Mais ces hypothèses montrent bien qu'on peut en réalité faire des centaines de kilomètres sans voir personne, ou presque. Rappelez-vous qu'en dehors des membres d'EDF, les sentiers américains sont soumis à des quotas stricts et qu'il n'y a pas grand monde. Sur le John Muir Trail, il nous arrivait fréquemment, en plein été, de ne rencontrer que 4 ou 5 personnes par jour. Dans le parc national de Yosemite.
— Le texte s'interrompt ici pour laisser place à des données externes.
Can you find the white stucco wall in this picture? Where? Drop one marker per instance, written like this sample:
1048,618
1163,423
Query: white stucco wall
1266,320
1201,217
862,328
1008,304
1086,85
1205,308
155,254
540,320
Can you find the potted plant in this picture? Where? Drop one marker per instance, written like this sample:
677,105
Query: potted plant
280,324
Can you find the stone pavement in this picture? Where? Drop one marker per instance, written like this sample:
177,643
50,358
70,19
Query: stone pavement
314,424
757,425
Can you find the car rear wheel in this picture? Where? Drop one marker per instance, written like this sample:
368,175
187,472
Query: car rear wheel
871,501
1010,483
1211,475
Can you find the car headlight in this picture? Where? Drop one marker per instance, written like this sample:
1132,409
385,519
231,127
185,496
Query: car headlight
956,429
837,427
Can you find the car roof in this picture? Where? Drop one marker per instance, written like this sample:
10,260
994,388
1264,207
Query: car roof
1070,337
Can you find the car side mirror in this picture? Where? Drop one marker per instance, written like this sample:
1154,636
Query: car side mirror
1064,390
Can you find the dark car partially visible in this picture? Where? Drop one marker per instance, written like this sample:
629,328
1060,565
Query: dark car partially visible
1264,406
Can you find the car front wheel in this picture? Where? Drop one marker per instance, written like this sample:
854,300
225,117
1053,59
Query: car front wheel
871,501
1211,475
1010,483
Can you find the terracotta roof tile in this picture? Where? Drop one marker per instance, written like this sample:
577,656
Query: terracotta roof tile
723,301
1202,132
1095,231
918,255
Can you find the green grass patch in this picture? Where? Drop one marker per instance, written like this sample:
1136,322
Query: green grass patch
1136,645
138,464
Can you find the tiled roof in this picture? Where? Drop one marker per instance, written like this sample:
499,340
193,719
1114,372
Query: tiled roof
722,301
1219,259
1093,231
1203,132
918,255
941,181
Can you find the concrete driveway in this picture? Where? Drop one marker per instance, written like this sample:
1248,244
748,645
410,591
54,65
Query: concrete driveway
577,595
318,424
Dès lors, une chute, une simple entorse, sans même parler d'une fracture, peuvent être lourdes de conséquences. Il est de ce fait raisonnable d'envisager de s'équiper d'une sorte de balise Argos pour appeler les secours. Il y a à ma connaissance deux principaux modèles disponibles:

Le système SPOT est assez bon marché à l'achat et paraît attractif, sur le papier. Il faut cependant payer un abonnement. De petite taille, il vous permet d'appeler les secours, mais aussi de transmettre votre position et un message préenregistré bref à votre famille ou amis, par mail. Ces derniers peuvent en outre suivre votre cheminement sur une carte. Ça semble parfait et vous avez déjà votre carte bleue en main. Rangez-là, c'est mon avis, parce que les commentaires d'utilisateurs sont loin d'être dithyrambiques. En clair, le système SPOT ne fonctionne, semble-t-il, que de manière aléatoire et épisodique. C'est un super système, mais pas toujours. Et c'est bien évidemment ce qu'on ne souhaite pas du tout de la part d'un tel appareil.
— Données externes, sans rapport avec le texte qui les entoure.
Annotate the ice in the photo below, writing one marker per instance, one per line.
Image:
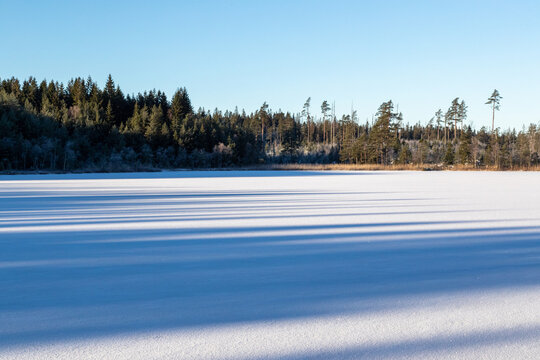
(270, 265)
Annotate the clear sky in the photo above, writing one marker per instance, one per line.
(420, 54)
La balise ACR SARLINK 406 joue dans une tout autre catégorie. Elle est directement reliée par satellite aux réseaux de communication des organismes de secours. En l'enregistrant après achat, un processus obligatoire, ceux-ci ont d'emblée communication de votre identité. Il n'y a pas d'abonnement à prendre, comme avec le SPOT. Vous appelez les secours. Le signal leur indique qui vous êtes et où vous êtes. Ils viennent vous chercher. Vous l'aurez deviné: cette balise est beaucoup plus chère que le SPOT. De l'ordre de $400. Mais elle est fiable.
Est-ce bien le domaine dans lequel vous cherchez à faire des économies? Surtout après avoir acheté un sac à Dan McHale. Et une cuillère en titane.